Is there evidence for field restructuring or decay in accreting magnetic white dwarfs?

TL;DR

This study models how accretion affects the magnetic fields of white dwarfs, suggesting that high accretion rates can significantly restructure and weaken the magnetic field, potentially reaching a minimal 'bottom field' value.

Contribution

It introduces a model for magnetic field evolution in accreting white dwarfs, highlighting conditions under which the field is restructured or remains stable.

Findings

High accretion rates lead to field restructuring and decay.
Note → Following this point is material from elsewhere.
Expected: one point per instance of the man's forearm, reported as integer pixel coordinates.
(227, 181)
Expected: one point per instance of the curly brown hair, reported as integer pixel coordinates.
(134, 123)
A critical accretion rate of ~10^{16} g/s influences field evolution.

The polar magnetic field can be reduced to a 'bottom field' of ~10^3 G.

Abstract

The evolution of the magnetic field of an accreting magnetic white dwarf with an initially dipolar field at the surface has been studied for non-spherical accretion under simplifying assumptions. Accretion on to the polar regions tends to advect the field toward the stellar equator which is then buried. This tendency is countered by Ohmic diffusion and magneto-hydrodynamic instabilities. It is argued that if matter is accreted at a rate of $\dot{M}_{\rm crit} \sim 10^{16}$ g s$^{-1}$ and the total mass accreted exceeds a critical value $\Delta M_{\rm crit} \sim 0.1-0.2\ms$, the field may be expected to be restructured, and the polar field to be reduced} reaching a minimum value of $\sim 10^3$ G (the "bottom field") independently of the initial field strength. Below this critical accretion rate, the field diffuses faster than it can be advected, and accretion has little effect on field strength and structure.